Durbin Announces Provisions of Healthcare Reform Going into Effect
[SPRINGFIELD] – New protections to prevent health insurance companies from denying Illinois families coverage when they need it most will go into effect this week, U.S. Senator Dick Durbin (D-IL) said today. Seven provisions of the Patient Protection and Affordable Care Act will go into effect on September 23, six months after the healthcare reform legislation’s enactment.
“We’re now starting to see tangible benefits from the groundbreaking healthcare reform bill we passed earlier this year. As a result of the new law, insurance companies will no longer be able to deny children coverage because of pre-existing conditions or place annual limits on benefits, rationing care when patients need it most,” Durbin said.

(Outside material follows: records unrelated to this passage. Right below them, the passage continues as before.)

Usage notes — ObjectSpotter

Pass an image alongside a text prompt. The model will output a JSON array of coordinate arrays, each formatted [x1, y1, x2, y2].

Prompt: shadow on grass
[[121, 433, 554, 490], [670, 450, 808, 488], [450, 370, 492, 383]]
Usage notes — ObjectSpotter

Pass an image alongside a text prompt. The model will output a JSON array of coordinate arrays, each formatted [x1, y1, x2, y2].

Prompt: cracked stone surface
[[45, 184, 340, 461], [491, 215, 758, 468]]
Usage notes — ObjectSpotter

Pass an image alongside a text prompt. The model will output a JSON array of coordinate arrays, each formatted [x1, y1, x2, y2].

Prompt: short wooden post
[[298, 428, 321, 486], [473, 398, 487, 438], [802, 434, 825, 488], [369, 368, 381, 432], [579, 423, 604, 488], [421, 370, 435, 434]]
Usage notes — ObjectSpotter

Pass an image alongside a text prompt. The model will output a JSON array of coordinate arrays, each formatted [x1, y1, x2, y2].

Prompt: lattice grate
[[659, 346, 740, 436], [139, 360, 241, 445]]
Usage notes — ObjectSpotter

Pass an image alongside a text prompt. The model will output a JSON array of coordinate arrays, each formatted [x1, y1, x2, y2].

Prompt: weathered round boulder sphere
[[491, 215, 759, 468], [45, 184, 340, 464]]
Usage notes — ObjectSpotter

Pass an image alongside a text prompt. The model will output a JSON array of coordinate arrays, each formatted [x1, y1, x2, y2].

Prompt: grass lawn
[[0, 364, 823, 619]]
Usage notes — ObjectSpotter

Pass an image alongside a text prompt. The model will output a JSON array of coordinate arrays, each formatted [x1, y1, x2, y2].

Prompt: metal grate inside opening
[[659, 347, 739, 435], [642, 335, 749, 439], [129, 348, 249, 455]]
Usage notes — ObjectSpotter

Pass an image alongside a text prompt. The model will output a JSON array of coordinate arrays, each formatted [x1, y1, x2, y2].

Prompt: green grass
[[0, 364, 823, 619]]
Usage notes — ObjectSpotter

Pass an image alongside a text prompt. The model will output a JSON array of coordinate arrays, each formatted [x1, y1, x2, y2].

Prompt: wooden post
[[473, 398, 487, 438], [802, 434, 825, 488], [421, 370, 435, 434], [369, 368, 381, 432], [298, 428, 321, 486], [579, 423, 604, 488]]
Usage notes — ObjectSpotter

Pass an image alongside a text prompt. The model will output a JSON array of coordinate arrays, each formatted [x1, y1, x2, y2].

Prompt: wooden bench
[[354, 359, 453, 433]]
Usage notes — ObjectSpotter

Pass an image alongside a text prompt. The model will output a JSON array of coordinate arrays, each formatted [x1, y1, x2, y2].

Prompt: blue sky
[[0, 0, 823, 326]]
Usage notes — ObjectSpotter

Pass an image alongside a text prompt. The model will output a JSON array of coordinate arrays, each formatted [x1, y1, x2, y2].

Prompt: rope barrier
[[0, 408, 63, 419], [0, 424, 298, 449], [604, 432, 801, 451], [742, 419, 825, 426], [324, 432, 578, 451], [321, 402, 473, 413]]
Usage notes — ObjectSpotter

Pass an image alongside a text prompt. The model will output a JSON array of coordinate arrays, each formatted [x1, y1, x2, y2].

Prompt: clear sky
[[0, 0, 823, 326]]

Provisions going into effect this week include:
- Eliminating pre-existing conditions exclusions for children, allowing nearly 3.2 million children in Illinois who were previously denied healthcare to receive coverage;
- Prohibiting health insurance companies from rescinding existing health insurance policies when a person gets sick as a way of avoiding covering the costs of enrollee’s healthcare needs;
- Banning lifetime limits, which will make certain that Illinoisans don’t losing their coverage when they need it most;
- Restricting the use of annual limits, to ensure access to needed care in all group plans and all new individual plans;
- Requiring coverage of preventive health services without imposing any cost-sharing requirements;
- Extending coverage for young adults, allowing dependents to stay on their parents’ plans until they are 26; and
- Obligating health insurers to institute effective internal appeals processes for coverage determinations, to make it easy for enrollees to dispute the denial of a medical claim.
“This bill has already begun to end insurance company abuses that prevent people from getting the healthcare they need,” Durbin said. “The provisions that go into effect this week will ensure that patients aren’t dropped from their insurance plan when they get sick and will lower health care costs by emphasizing prevention and healthy lifestyles.”
The provisions implemented this week will bring an end to several abuses. Currently in Illinois, health insurers can deny or reduce claims based on a pre-existing condition within two years of a policy’s effective date for an individual or family plan and within one year of enactment for an employer-based plan. Likewise, insurers can rescind a health insurance policy within two years of the effective date if the company finds an omission or incorrect response on the an application—regardless of whether it was intentional or not. Lifetime and annual benefit limits also are not currently prohibited.
Illinois law requires insurers to provide preventative benefits such as mammograms and other cancer screenings. Other preventative benefits may not be included in a health insurance plan and the ones that are may be subject to significant cost-sharing. As a result of the new provisions going into effect this week, individuals should have access to services such as routine vaccines and regular well-baby and well-child visits.
Another provision will allow young adults to stay on their parents’ health insurance plans until the age of 26. This provision strengthens a similar Illinois law by removing several exceptions to the measure. Also, insurance companies will be required to implement an internal appeals process that gives consumers access to information about a denied claim and ensures a fair review of a denial.
Many other provisions of the healthcare reform legislation have already taken effect. Earlier this summer, Medicare began sending $250 rebate checks to Illinois seniors who have fallen into the Medicare Part D coverage gap known as the “donut hole.” By the end of the year, roughly 150,000 Illinoisans will have received these checks, and as a result of the health care law, the donut hole will be cut in half in 2011 and will be completely eliminated by 2020.